Mobile social network Path, rumored as a potential successor to Facebook as king of the social networking world, was found to be uploading the full address books of its users for reasons that still are not apparent. Even after a full apology by the company's CEO, users defected in droves. This was followed by Pinterest acknowledging that it was skimming users’ links to products and replacing them with affiliate e-commerce links – all without telling anyone. Essentially, Pinterest had found a way to pocket some extra money anytime someone made a purchase based on an item that had been posted ("pinned") online. Even Apple, beloved by tech aficionados, came under fire last year for storing GPS tracking data on iPhone users.

Obviously, if all of these companies are so desirous of having access to our personal data, it's worth something, eh? There are countless numbers of ways to compute the theoretical fair market value of our private information if we actually tried to sell it to advertisers. In the case of Google, the number suggested by Smart Money was close to $5,000 per user, each and every year that we use Google's products. In the case of Facebook, one could make the argument that, if the company made $3.2 billion last year by selling advertising based solely on the personal data of its users, then each user is theoretically responsible for at least a portion of those earnings.

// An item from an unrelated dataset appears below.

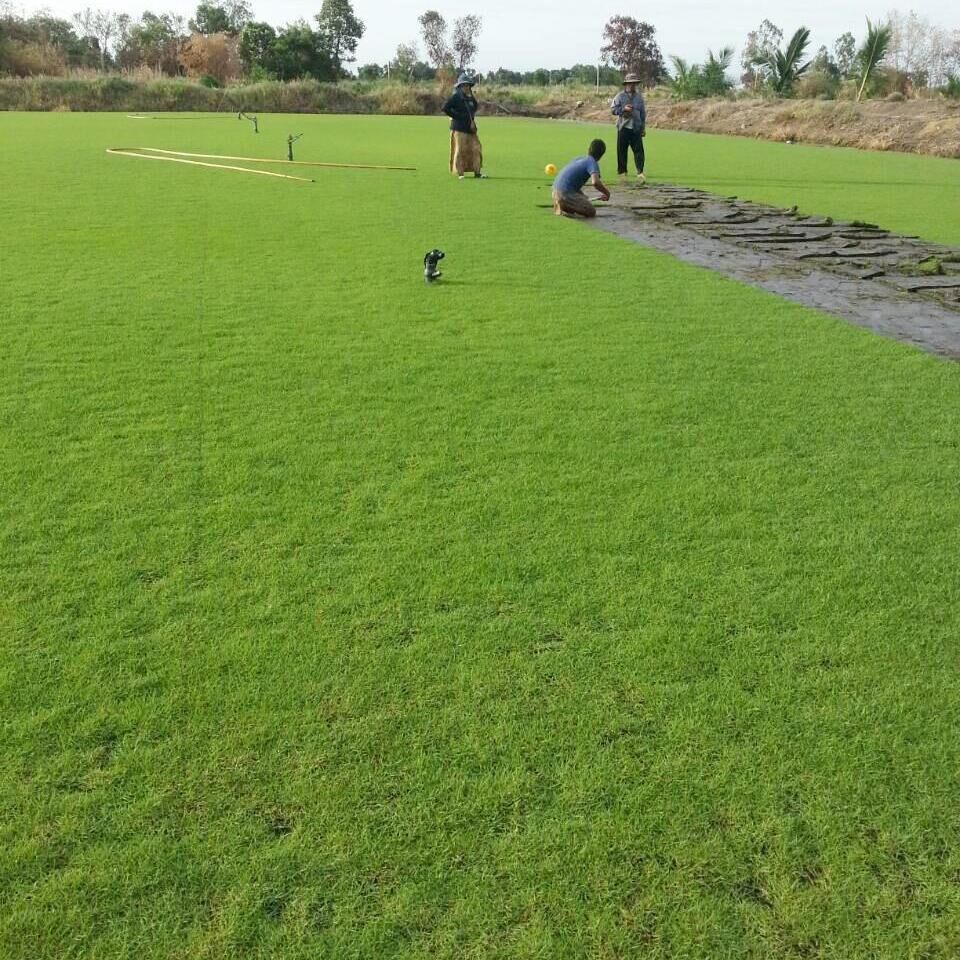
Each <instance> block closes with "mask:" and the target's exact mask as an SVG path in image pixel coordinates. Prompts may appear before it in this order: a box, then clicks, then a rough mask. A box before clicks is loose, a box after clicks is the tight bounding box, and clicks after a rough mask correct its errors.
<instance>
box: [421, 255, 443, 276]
mask: <svg viewBox="0 0 960 960" xmlns="http://www.w3.org/2000/svg"><path fill="white" fill-rule="evenodd" d="M445 256H446V254H445V253H444V252H443V251H442V250H431V251H430V252H429V253H427V254H426V255H425V256H424V258H423V279H424V282H425V283H433V281H434V280H439V279H440V278H441V277H442V276H443V274H442V273H441V272H440V271H439V270H438V269H437V264H438V263H439V262H440V261H441V260H442V259H443V258H444V257H445Z"/></svg>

Where these valuation attempts go wrong, however, is in making the fundamental assumption that everyone's data is worth the same amount of money. Some people are just more valuable to advertisers – because of their demographic, their income, or more ambiguously, the level of their influence on the Internet. Yes, sorry, the personal data of Justin Bieber – the world's most influential person when it comes to anything Internet-related - is most likely worth significantly more than your own personal data.

What's exciting is that a number of innovative startups are acknowledging that there is an explicit, not implicit, link between private data and real-world value. Until recently, the problem was finding a single currency that all of us could use to compare our value. For now, that single currency is “influence,” whether measured in Klout points or some other metric. It's time to realize that companies like Facebook don’t get to 800 million users without the help of all the little people out there. Which brings us to the example of Wahooly, which is still in super-stealth mode, having launched only a few months ago. Wahooly essentially offers influencers the chance for equity participation in startups for their help in getting a fledgling company off the ground. It’s sweat equity, updated for the digital era.

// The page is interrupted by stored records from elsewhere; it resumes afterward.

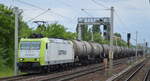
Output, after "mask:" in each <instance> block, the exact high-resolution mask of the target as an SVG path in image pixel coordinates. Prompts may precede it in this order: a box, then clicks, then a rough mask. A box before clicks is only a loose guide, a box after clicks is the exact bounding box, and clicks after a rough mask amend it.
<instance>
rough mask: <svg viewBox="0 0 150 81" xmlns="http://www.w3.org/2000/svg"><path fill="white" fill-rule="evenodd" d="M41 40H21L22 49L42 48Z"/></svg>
mask: <svg viewBox="0 0 150 81" xmlns="http://www.w3.org/2000/svg"><path fill="white" fill-rule="evenodd" d="M40 45H41V43H40V42H21V43H20V49H21V50H40Z"/></svg>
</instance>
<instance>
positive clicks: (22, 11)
mask: <svg viewBox="0 0 150 81" xmlns="http://www.w3.org/2000/svg"><path fill="white" fill-rule="evenodd" d="M13 9H14V14H15V42H14V43H15V49H14V50H15V51H14V75H17V74H18V69H17V55H18V27H19V24H18V22H19V21H18V19H19V15H20V14H21V13H22V12H23V11H22V10H21V9H19V8H18V7H14V8H13Z"/></svg>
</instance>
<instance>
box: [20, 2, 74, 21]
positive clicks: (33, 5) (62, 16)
mask: <svg viewBox="0 0 150 81" xmlns="http://www.w3.org/2000/svg"><path fill="white" fill-rule="evenodd" d="M17 2H19V3H21V4H25V5H28V6H31V7H34V8H37V9H40V10H44V12H45V9H44V8H41V7H39V6H36V5H33V4H31V3H28V2H25V1H21V0H17ZM46 11H47V10H46ZM44 12H43V13H44ZM43 13H41V14H39V15H42V14H43ZM50 13H53V14H54V15H57V16H60V17H63V18H66V19H67V20H69V21H70V20H72V19H71V18H69V17H66V16H63V15H61V14H59V13H56V12H54V11H52V9H51V11H50ZM39 15H38V16H39ZM36 18H37V16H36ZM34 19H35V18H34ZM31 20H32V19H30V20H29V21H31Z"/></svg>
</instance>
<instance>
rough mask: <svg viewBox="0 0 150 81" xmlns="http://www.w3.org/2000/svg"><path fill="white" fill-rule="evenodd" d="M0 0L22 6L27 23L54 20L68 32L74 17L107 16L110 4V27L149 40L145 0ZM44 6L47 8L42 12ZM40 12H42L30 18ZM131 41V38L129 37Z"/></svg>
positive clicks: (76, 17) (34, 15)
mask: <svg viewBox="0 0 150 81" xmlns="http://www.w3.org/2000/svg"><path fill="white" fill-rule="evenodd" d="M0 3H1V4H5V5H7V6H14V5H15V6H17V7H19V8H20V9H23V19H24V21H26V22H28V24H29V25H30V26H31V27H36V26H37V25H36V24H35V23H33V21H35V20H44V21H47V22H48V23H53V22H56V21H57V22H58V23H60V24H63V25H64V26H65V27H66V28H68V30H69V31H72V32H75V28H76V25H77V18H78V17H109V16H110V11H109V10H105V9H106V8H110V7H111V6H114V8H115V14H114V21H115V22H114V31H115V32H119V33H121V35H122V36H123V39H125V40H126V33H127V32H130V33H131V34H132V39H135V32H136V31H138V39H139V40H138V41H139V42H143V40H144V39H145V40H146V41H148V42H150V28H149V27H150V4H149V0H0ZM104 6H105V7H104ZM48 9H51V10H49V11H47V12H46V10H48ZM81 9H85V11H81ZM43 12H46V13H45V14H43V15H41V16H39V17H37V18H36V19H34V20H32V21H30V20H31V19H32V18H34V17H36V16H37V15H39V14H41V13H43ZM132 43H135V42H134V41H133V40H132Z"/></svg>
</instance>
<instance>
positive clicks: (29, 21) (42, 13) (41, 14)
mask: <svg viewBox="0 0 150 81" xmlns="http://www.w3.org/2000/svg"><path fill="white" fill-rule="evenodd" d="M49 10H51V9H47V10H46V11H44V12H42V13H40V14H39V15H37V16H35V17H33V18H32V19H30V20H28V21H27V22H30V21H32V20H34V19H36V18H38V17H40V16H41V15H44V14H45V13H47V12H48V11H49Z"/></svg>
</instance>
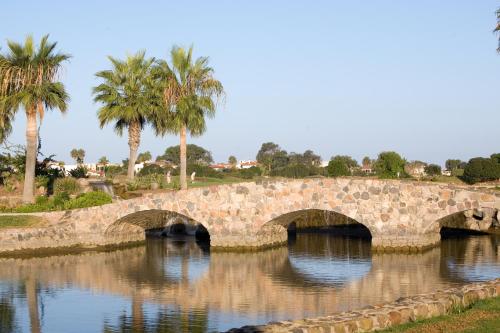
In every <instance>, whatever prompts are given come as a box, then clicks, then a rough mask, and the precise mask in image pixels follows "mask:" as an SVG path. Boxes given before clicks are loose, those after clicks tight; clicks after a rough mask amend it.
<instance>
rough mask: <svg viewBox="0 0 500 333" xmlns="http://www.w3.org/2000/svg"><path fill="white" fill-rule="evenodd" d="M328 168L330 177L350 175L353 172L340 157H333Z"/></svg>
mask: <svg viewBox="0 0 500 333" xmlns="http://www.w3.org/2000/svg"><path fill="white" fill-rule="evenodd" d="M326 170H327V172H328V176H330V177H340V176H349V175H350V174H351V172H350V171H349V168H348V167H347V165H346V164H345V163H344V162H343V161H342V160H340V159H333V160H331V161H330V162H328V166H327V167H326Z"/></svg>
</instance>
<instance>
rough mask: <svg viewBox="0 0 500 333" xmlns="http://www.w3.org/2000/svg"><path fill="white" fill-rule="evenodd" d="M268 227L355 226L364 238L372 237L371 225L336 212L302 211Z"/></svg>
mask: <svg viewBox="0 0 500 333" xmlns="http://www.w3.org/2000/svg"><path fill="white" fill-rule="evenodd" d="M268 225H281V226H283V227H284V228H286V229H287V230H289V231H291V230H294V229H305V228H324V227H336V226H355V227H359V228H360V229H361V230H362V235H363V236H365V237H368V238H370V239H371V237H372V231H371V230H370V224H369V223H366V224H365V223H363V222H359V221H357V220H355V219H353V218H351V217H349V216H347V215H344V214H342V213H338V212H336V211H334V210H324V209H300V210H296V211H292V212H288V213H285V214H282V215H280V216H278V217H276V218H274V219H272V220H271V221H268V222H266V223H265V224H264V226H268Z"/></svg>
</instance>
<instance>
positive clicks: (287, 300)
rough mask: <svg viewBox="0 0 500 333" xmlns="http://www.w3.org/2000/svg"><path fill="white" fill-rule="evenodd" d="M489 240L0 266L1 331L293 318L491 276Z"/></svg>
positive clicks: (460, 282)
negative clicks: (421, 244)
mask: <svg viewBox="0 0 500 333" xmlns="http://www.w3.org/2000/svg"><path fill="white" fill-rule="evenodd" d="M499 252H500V238H499V237H498V236H487V235H485V236H463V237H451V236H450V237H446V238H444V239H443V241H442V242H441V245H440V246H439V247H436V248H433V249H431V250H429V251H426V252H424V253H418V254H394V253H393V254H388V253H386V254H377V253H372V251H371V247H370V240H369V239H365V238H359V237H352V236H339V235H334V234H331V233H317V232H315V233H310V232H299V233H297V234H296V235H295V236H293V237H290V240H289V243H288V246H283V247H280V248H274V249H269V250H264V251H259V252H247V253H217V252H212V253H210V251H209V246H208V244H206V243H200V242H197V241H196V240H195V239H194V238H193V237H181V236H176V237H174V238H148V240H147V241H146V243H145V244H144V245H140V246H136V247H132V248H125V249H117V250H113V251H107V252H95V251H89V252H82V253H67V254H58V255H51V256H38V257H24V258H21V257H17V258H0V332H2V333H11V332H35V333H37V332H46V333H58V332H61V333H71V332H75V333H76V332H82V333H83V332H85V333H89V332H107V333H112V332H113V333H114V332H212V331H220V330H227V329H229V328H232V327H239V326H242V325H248V324H262V323H266V322H269V321H276V320H284V319H299V318H304V317H313V316H319V315H324V314H329V313H333V312H338V311H344V310H349V309H355V308H359V307H362V306H365V305H368V304H377V303H381V302H386V301H392V300H395V299H397V298H399V297H402V296H409V295H414V294H418V293H425V292H430V291H433V290H436V289H443V288H447V287H451V286H458V285H461V284H464V283H467V282H472V281H484V280H489V279H493V278H498V277H500V253H499Z"/></svg>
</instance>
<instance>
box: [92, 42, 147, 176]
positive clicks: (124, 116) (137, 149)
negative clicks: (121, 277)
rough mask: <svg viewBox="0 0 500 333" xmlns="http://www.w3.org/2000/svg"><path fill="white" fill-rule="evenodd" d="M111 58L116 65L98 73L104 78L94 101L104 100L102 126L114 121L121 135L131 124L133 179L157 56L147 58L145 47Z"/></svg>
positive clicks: (98, 111) (128, 139) (97, 74)
mask: <svg viewBox="0 0 500 333" xmlns="http://www.w3.org/2000/svg"><path fill="white" fill-rule="evenodd" d="M108 58H109V60H110V61H111V64H112V66H113V69H112V70H105V71H101V72H98V73H96V76H97V77H98V78H100V79H102V80H103V81H104V82H103V83H101V84H100V85H98V86H97V87H94V89H93V93H94V95H95V97H94V101H96V102H100V103H101V104H102V106H101V107H100V108H99V111H98V113H97V116H98V118H99V122H100V126H101V128H103V127H104V125H106V124H108V123H112V122H113V123H114V124H115V131H116V132H117V133H118V135H122V134H123V130H124V129H125V128H128V145H129V147H130V157H129V159H128V172H127V177H128V179H129V180H132V179H134V165H135V161H136V159H137V150H138V149H139V144H140V141H141V131H142V129H143V128H144V126H145V124H146V120H147V116H148V113H149V111H150V109H151V98H150V96H149V85H148V84H149V80H150V71H151V66H152V64H153V62H154V59H147V58H146V57H145V52H144V51H141V52H138V53H137V54H135V55H132V56H127V58H126V59H125V60H124V61H122V60H119V59H116V58H113V57H108Z"/></svg>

Last May, Gordon Crovitz of The Wall Street Journal made a provocative statement, “If you're not paying for the product, then you're not the customer—you're the product being sold.” Indeed. Just as all the cool Internet sites that we use for "free" are finding ways to make money from all of our personal data, Internet users need to wise up and realize that their personal data has real-world value. In the future, just as we measure our wealth in terms of financial assets and real estate, will we one day throw our personal data into the mix as well?